Petitioner (hereinafter the father) and respondent (hereinafter the mother) are the divorced parents of twins (born in 2009) — the subject children — and a third child (born in 1998). Under a 2013 custody order, the parties shared joint legal custody of the children with the mother having primary physical custody and the father having parenting time on weekends. The father commenced this proceeding in 2019 seeking to modify the 2013 custody order. The mother moved to dismiss the petition for failure to state a cause of action. Family Court granted the motion, prompting this appeal by the father. We affirm.

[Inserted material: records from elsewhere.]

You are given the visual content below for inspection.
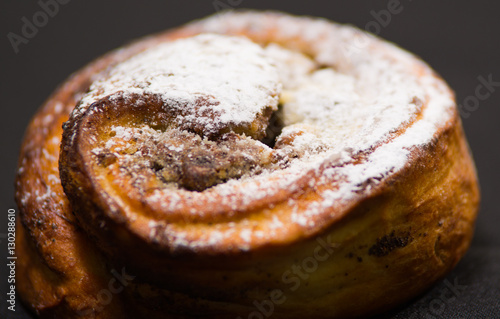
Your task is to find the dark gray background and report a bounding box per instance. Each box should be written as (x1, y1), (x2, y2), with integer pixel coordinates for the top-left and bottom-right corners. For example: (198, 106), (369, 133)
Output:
(0, 0), (500, 318)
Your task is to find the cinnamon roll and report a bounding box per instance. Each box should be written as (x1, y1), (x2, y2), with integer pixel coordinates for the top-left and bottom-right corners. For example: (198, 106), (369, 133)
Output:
(16, 12), (479, 318)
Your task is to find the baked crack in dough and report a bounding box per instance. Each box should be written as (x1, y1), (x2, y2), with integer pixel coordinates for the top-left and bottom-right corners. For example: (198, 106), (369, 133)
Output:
(16, 11), (479, 318)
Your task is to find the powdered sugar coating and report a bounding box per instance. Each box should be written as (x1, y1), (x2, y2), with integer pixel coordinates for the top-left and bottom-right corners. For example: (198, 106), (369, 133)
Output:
(64, 13), (455, 251)
(74, 34), (281, 136)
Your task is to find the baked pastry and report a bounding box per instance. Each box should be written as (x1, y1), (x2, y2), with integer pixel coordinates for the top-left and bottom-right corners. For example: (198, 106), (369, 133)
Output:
(16, 12), (479, 318)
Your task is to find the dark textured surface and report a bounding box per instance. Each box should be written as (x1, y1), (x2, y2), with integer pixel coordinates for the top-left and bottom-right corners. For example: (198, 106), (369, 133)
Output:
(0, 0), (500, 319)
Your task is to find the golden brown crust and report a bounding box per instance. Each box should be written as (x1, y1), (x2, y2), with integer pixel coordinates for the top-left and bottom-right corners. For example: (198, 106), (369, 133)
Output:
(16, 10), (479, 318)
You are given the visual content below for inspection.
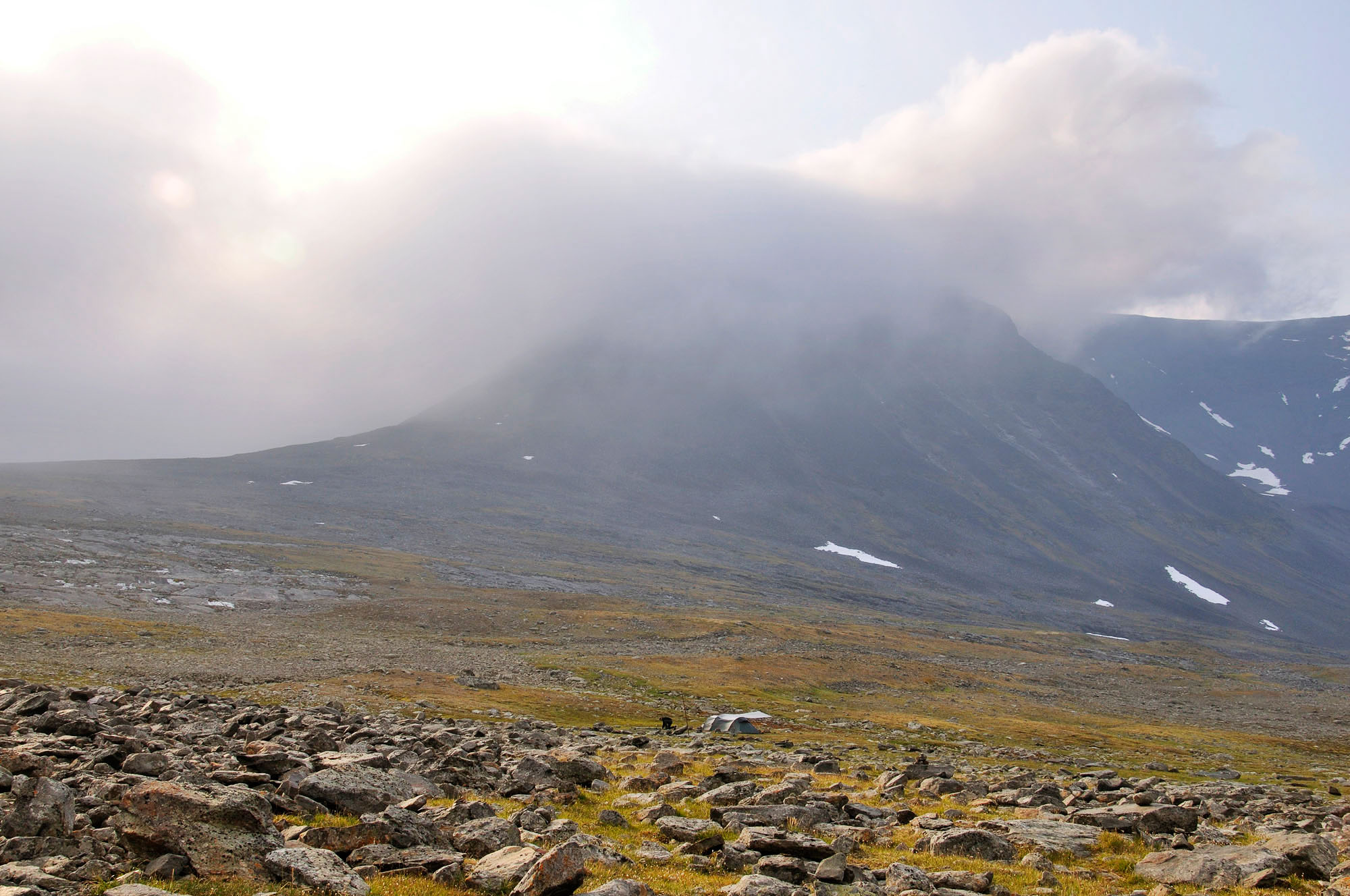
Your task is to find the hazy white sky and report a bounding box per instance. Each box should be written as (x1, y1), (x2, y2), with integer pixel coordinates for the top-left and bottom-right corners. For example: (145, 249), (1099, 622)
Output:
(0, 0), (1350, 460)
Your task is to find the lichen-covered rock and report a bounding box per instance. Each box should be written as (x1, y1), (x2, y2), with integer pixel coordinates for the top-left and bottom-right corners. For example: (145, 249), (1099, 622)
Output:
(1261, 834), (1336, 880)
(464, 846), (543, 893)
(512, 843), (586, 896)
(1134, 846), (1293, 889)
(111, 781), (284, 877)
(451, 815), (520, 858)
(263, 846), (370, 896)
(0, 775), (76, 837)
(886, 862), (933, 896)
(929, 827), (1017, 862)
(300, 764), (439, 815)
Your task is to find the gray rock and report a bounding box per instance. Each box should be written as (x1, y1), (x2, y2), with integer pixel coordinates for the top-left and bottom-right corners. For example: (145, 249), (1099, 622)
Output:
(263, 846), (370, 896)
(1261, 834), (1336, 880)
(451, 815), (520, 858)
(929, 870), (994, 893)
(0, 775), (76, 837)
(736, 826), (834, 861)
(656, 815), (722, 843)
(464, 846), (541, 893)
(979, 818), (1102, 857)
(633, 841), (671, 864)
(103, 884), (173, 896)
(1134, 846), (1293, 889)
(929, 827), (1017, 862)
(0, 862), (78, 893)
(755, 856), (810, 884)
(718, 874), (796, 896)
(300, 764), (435, 815)
(144, 853), (192, 880)
(695, 781), (759, 806)
(512, 842), (586, 896)
(111, 781), (285, 877)
(815, 853), (849, 884)
(122, 753), (169, 777)
(582, 877), (656, 896)
(886, 862), (933, 896)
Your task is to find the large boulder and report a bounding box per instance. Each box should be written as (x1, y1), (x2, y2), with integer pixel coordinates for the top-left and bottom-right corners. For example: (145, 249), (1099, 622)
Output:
(109, 781), (284, 877)
(656, 815), (722, 843)
(296, 822), (393, 853)
(736, 826), (834, 861)
(263, 846), (370, 896)
(1261, 834), (1336, 880)
(979, 818), (1102, 857)
(0, 775), (76, 837)
(512, 843), (586, 896)
(300, 764), (440, 815)
(1134, 846), (1293, 889)
(582, 877), (656, 896)
(1073, 803), (1200, 834)
(451, 815), (520, 858)
(547, 749), (610, 787)
(464, 846), (541, 893)
(886, 862), (933, 896)
(718, 874), (796, 896)
(929, 827), (1017, 862)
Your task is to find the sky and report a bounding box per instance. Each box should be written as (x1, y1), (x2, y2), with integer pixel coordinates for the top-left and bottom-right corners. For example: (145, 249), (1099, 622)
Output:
(0, 0), (1350, 461)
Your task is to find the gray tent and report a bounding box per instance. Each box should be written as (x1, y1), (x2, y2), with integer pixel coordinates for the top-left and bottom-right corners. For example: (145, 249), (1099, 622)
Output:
(702, 710), (772, 734)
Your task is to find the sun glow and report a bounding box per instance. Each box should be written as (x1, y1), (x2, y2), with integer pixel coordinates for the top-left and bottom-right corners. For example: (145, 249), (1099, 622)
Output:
(0, 0), (651, 186)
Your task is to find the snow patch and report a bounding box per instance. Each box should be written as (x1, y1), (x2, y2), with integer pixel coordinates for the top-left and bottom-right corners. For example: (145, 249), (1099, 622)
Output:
(1200, 401), (1233, 429)
(817, 541), (902, 569)
(1228, 464), (1289, 495)
(1162, 567), (1228, 606)
(1139, 414), (1172, 436)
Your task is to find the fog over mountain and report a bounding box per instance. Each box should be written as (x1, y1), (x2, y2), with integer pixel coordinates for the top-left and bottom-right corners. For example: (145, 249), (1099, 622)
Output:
(0, 31), (1338, 460)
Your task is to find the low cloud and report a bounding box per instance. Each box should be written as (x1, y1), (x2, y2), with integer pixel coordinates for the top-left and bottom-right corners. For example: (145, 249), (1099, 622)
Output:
(0, 34), (1334, 460)
(795, 31), (1339, 340)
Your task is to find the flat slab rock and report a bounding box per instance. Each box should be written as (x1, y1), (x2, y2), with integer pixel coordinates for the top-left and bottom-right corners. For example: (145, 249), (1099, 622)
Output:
(263, 846), (370, 896)
(1134, 846), (1293, 889)
(979, 818), (1102, 856)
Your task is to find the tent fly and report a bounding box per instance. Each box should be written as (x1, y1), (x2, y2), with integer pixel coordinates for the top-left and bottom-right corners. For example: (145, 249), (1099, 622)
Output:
(703, 710), (772, 734)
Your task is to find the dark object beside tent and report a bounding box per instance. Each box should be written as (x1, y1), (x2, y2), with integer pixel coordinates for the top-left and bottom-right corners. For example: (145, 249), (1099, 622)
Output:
(702, 710), (772, 734)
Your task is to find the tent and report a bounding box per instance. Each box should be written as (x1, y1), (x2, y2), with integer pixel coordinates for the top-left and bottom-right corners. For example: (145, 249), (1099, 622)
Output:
(703, 710), (772, 734)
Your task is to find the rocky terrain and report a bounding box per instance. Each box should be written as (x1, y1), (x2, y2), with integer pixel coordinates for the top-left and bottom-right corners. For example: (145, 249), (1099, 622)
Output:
(0, 680), (1350, 896)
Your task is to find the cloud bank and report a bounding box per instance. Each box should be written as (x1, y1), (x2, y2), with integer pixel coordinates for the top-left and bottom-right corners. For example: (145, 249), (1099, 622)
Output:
(0, 32), (1336, 460)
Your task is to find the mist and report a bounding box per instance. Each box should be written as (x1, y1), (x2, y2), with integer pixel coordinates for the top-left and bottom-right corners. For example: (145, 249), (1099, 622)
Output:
(0, 32), (1341, 460)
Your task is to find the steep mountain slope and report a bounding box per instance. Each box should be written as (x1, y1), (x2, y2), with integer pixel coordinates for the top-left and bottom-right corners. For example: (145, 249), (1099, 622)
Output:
(0, 302), (1350, 644)
(1073, 316), (1350, 510)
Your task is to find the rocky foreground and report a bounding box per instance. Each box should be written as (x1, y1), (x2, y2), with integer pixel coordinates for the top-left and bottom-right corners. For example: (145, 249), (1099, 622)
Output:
(0, 680), (1350, 896)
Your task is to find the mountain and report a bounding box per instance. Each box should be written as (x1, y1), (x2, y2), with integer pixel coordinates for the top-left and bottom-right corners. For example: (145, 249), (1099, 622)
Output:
(1073, 316), (1350, 510)
(0, 301), (1350, 645)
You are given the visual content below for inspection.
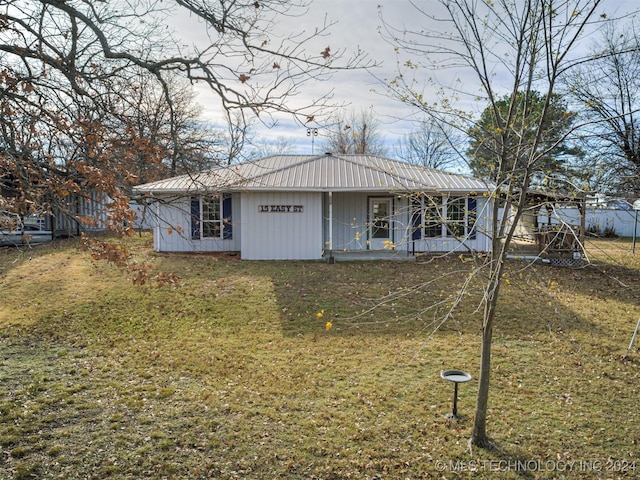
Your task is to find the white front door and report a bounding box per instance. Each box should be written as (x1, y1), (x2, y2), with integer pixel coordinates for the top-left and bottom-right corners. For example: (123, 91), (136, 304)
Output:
(369, 197), (393, 250)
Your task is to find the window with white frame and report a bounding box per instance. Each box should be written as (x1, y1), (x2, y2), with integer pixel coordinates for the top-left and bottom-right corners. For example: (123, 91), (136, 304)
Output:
(413, 196), (477, 240)
(191, 195), (232, 240)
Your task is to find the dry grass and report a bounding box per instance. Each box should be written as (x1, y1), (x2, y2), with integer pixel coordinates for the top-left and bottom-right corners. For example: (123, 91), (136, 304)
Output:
(0, 237), (640, 479)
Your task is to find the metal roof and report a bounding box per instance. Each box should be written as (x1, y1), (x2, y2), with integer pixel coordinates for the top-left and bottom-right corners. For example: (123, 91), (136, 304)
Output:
(135, 153), (492, 195)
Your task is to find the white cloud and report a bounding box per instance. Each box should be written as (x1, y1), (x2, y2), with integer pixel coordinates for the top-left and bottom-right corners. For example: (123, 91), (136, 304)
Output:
(175, 0), (637, 153)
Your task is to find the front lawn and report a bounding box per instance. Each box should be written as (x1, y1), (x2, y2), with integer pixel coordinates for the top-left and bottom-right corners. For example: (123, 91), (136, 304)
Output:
(0, 236), (640, 479)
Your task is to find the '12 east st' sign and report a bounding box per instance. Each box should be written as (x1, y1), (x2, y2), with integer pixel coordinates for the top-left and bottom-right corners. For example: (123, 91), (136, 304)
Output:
(258, 205), (304, 213)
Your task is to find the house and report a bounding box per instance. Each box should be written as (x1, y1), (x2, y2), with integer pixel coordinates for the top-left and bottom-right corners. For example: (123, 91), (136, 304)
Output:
(135, 153), (492, 260)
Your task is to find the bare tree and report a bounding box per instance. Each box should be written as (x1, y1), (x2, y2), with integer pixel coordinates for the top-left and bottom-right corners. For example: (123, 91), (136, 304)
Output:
(386, 0), (620, 446)
(566, 21), (640, 197)
(0, 0), (368, 284)
(322, 109), (387, 155)
(396, 118), (462, 171)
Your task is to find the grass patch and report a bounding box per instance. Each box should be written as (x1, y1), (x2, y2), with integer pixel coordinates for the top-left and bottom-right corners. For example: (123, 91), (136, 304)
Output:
(0, 233), (640, 479)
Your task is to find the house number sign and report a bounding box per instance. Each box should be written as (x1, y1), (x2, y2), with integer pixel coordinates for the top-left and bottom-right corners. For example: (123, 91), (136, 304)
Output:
(258, 205), (304, 213)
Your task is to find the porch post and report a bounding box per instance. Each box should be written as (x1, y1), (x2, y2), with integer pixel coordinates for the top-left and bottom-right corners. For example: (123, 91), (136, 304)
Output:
(329, 192), (333, 260)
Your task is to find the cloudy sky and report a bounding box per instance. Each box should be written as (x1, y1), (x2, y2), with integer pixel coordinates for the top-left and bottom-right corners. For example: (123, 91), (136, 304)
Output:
(176, 0), (639, 153)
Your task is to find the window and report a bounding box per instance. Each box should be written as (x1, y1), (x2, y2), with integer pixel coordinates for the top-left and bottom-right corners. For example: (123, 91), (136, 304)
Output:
(447, 197), (467, 237)
(412, 196), (477, 240)
(191, 195), (232, 240)
(423, 197), (442, 238)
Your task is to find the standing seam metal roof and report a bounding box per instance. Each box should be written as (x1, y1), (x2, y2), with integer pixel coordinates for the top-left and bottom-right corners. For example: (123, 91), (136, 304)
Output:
(135, 154), (492, 194)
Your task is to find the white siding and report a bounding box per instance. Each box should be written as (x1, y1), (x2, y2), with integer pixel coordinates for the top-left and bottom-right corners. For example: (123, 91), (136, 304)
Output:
(153, 194), (242, 252)
(241, 192), (323, 260)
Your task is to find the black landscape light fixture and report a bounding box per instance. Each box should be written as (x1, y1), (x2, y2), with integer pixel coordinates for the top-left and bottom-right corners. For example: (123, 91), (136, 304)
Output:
(440, 370), (473, 420)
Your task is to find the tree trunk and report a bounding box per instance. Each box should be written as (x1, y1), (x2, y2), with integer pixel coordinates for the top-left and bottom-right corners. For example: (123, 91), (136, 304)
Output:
(471, 307), (495, 448)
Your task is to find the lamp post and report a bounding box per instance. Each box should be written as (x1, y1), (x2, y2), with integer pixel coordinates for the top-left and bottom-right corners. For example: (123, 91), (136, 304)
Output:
(307, 128), (318, 155)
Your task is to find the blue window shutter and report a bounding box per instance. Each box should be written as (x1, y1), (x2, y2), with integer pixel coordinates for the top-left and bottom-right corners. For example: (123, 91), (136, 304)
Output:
(467, 197), (478, 240)
(222, 195), (233, 240)
(191, 198), (200, 240)
(411, 203), (422, 240)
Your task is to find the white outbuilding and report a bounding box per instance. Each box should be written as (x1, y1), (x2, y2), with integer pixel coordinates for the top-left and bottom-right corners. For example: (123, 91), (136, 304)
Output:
(135, 153), (493, 260)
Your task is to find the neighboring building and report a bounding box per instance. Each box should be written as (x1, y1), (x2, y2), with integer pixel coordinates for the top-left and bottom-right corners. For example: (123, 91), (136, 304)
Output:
(135, 153), (492, 260)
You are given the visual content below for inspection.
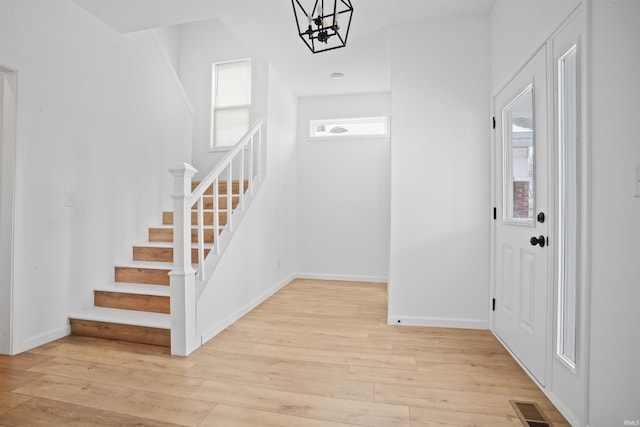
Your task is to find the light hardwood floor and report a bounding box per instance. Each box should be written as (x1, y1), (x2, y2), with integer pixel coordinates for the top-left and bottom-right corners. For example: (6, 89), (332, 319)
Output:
(0, 280), (568, 427)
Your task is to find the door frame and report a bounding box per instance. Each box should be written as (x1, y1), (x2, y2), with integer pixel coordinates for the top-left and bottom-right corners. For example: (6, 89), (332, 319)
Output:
(0, 64), (20, 355)
(489, 4), (591, 426)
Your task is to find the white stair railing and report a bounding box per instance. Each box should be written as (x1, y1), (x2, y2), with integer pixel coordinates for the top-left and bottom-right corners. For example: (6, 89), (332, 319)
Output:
(169, 120), (264, 356)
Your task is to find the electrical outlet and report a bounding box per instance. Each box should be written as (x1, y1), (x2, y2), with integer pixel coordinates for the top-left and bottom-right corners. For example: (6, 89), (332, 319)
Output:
(64, 191), (76, 208)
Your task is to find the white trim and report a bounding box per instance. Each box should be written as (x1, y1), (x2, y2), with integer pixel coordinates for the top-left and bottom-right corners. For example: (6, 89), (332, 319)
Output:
(491, 331), (580, 426)
(13, 324), (71, 354)
(387, 315), (489, 330)
(198, 274), (296, 345)
(295, 273), (388, 283)
(152, 31), (195, 117)
(0, 65), (17, 355)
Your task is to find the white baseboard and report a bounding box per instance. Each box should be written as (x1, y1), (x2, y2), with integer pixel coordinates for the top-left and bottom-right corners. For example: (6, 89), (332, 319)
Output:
(295, 273), (387, 283)
(13, 325), (71, 355)
(200, 274), (296, 345)
(387, 315), (489, 329)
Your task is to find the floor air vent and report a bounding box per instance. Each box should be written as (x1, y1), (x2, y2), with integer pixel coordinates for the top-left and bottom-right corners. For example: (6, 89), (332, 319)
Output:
(509, 400), (553, 427)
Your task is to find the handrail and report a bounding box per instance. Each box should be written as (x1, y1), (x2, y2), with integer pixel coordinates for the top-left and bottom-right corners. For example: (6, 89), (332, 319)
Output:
(169, 120), (266, 356)
(191, 119), (264, 199)
(185, 119), (264, 282)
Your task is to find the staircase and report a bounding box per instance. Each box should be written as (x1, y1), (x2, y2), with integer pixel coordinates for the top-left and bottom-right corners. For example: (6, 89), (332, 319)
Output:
(69, 180), (249, 347)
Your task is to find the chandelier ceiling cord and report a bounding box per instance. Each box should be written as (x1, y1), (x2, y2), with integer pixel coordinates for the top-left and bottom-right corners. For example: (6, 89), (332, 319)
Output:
(291, 0), (353, 53)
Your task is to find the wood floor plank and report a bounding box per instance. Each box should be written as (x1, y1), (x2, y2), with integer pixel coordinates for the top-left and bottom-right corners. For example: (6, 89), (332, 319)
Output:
(37, 343), (195, 375)
(0, 352), (51, 371)
(411, 408), (522, 427)
(30, 358), (204, 397)
(0, 368), (42, 391)
(14, 375), (213, 426)
(0, 398), (184, 427)
(199, 405), (355, 427)
(0, 279), (568, 427)
(192, 381), (410, 427)
(374, 384), (557, 418)
(347, 366), (544, 394)
(185, 352), (373, 402)
(0, 391), (31, 415)
(252, 344), (417, 371)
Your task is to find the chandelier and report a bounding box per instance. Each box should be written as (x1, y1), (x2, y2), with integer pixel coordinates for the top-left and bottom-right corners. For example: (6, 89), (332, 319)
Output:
(291, 0), (353, 53)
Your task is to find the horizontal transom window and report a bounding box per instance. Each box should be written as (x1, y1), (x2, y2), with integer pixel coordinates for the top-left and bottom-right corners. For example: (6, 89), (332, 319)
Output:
(309, 117), (389, 138)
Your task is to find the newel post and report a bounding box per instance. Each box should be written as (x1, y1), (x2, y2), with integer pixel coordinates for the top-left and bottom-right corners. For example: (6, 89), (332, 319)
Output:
(169, 163), (197, 356)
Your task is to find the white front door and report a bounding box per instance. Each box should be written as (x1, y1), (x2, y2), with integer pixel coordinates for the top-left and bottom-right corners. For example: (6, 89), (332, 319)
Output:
(493, 47), (551, 385)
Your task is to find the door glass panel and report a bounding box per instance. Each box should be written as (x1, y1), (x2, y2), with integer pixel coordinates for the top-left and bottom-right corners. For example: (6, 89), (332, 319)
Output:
(502, 84), (535, 225)
(557, 46), (578, 368)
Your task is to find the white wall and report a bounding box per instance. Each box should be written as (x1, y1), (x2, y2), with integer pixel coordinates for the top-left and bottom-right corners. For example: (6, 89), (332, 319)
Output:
(589, 0), (640, 427)
(153, 25), (182, 71)
(297, 93), (391, 282)
(389, 15), (491, 328)
(491, 0), (580, 89)
(198, 67), (297, 341)
(178, 19), (268, 177)
(0, 0), (192, 352)
(0, 68), (16, 354)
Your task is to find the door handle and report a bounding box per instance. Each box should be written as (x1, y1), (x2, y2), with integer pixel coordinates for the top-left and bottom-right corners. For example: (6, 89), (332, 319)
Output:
(529, 235), (547, 248)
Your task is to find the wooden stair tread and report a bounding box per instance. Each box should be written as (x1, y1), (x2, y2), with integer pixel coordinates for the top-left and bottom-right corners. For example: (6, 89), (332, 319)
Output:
(115, 261), (173, 270)
(93, 282), (170, 297)
(149, 224), (225, 230)
(69, 306), (171, 329)
(133, 242), (213, 249)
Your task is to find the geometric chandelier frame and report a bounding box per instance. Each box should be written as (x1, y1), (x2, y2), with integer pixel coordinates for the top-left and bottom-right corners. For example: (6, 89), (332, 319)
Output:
(291, 0), (353, 53)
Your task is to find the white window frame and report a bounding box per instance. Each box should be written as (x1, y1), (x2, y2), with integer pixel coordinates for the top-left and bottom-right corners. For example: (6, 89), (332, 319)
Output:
(309, 116), (389, 141)
(209, 58), (253, 153)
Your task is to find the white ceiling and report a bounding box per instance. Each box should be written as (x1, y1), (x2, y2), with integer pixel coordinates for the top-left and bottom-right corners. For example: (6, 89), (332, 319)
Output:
(74, 0), (495, 96)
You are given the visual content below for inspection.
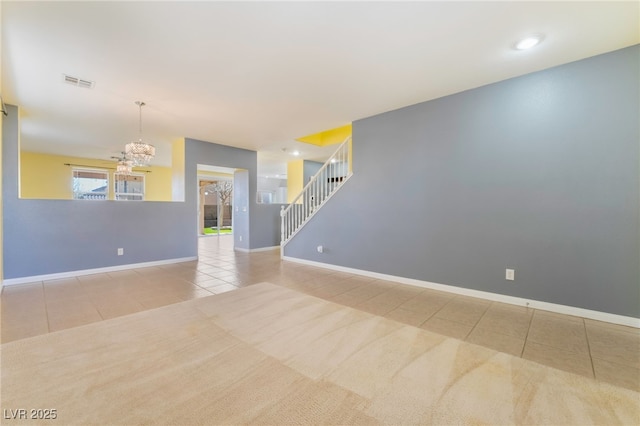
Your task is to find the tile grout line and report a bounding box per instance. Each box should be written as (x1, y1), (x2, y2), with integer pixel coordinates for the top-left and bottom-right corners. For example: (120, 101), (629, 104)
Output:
(520, 306), (536, 358)
(464, 302), (495, 342)
(582, 318), (597, 379)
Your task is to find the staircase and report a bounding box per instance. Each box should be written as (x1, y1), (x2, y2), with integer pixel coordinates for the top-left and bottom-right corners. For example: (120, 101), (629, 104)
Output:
(280, 136), (352, 248)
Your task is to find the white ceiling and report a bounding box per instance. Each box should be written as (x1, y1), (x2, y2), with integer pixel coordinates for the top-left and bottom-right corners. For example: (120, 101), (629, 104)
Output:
(1, 0), (640, 175)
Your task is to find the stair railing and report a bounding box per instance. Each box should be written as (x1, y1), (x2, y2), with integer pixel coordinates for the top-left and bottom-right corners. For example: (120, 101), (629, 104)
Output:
(280, 136), (352, 247)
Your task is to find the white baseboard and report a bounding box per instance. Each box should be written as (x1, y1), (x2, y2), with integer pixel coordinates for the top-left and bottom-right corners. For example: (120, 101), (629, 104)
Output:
(234, 246), (280, 253)
(2, 256), (198, 286)
(282, 256), (640, 328)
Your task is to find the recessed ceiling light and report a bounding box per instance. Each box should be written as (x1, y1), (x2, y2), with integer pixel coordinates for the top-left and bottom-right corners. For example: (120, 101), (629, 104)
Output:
(513, 34), (544, 50)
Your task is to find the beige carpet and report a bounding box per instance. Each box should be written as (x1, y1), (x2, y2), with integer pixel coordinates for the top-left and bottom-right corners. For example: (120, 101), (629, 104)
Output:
(0, 283), (640, 425)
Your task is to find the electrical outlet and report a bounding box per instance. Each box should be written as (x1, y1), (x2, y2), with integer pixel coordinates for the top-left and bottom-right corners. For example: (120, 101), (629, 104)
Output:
(504, 269), (516, 281)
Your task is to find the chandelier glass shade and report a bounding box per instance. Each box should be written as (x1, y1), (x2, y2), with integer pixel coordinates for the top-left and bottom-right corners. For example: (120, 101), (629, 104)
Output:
(124, 101), (156, 166)
(124, 139), (156, 166)
(116, 159), (133, 175)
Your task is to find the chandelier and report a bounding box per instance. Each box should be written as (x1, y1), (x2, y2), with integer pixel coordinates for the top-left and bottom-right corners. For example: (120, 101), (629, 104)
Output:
(111, 152), (133, 175)
(124, 101), (156, 168)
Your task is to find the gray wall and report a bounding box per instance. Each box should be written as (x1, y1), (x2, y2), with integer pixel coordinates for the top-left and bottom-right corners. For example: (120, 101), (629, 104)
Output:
(284, 46), (640, 317)
(2, 118), (279, 279)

Family Court did not err in granting the mother's motion. As the party seeking to modify the 2013 custody order, the father was first required to demonstrate that there has been a change in circumstances since the entry thereof so as to warrant a best interests analysis (see Matter of Jennifer VV. v Lawrence WW., 186 AD3d 946, 947 [2020]). In his petition, the father raised allegations concerning his new marriage and how the children would benefit in interacting with their stepmother and half sibling, how his professional background would help the children and how he would raise the children. As the court found, however, these allegations related to how modifying the 2013 order would serve the best interests of the children and did not establish a change in circumstances. Although the father did allege that the mother did not consult with him regarding the children's extracurricular activities, he did so only in a broad manner and without any substantiation (see Matter of Lowe v Bonelli, 129 AD3d 1135, 1137 [2015]; Matter of Taylor v Jackson, 95 AD3d 1604, 1604 [2012]). Accordingly, even accepting the allegations in the petition as true, such allegations failed to demonstrate that a change in circumstances occurred since the 2013 order (see Matter of Lowe v Bonelli, 129 AD3d at 1137; Matter of Bjork v Bjork, 23 AD3d 784, 785 [2005], lv denied 6 NY3d 707 [2006]; Matter of Audrey K. v Carolyn L., 294 AD2d 624, 625 [2002]).
Egan Jr., J.P., Lynch, Pritzker and Colangelo, JJ., concur.
ORDERED that the order is affirmed, without costs.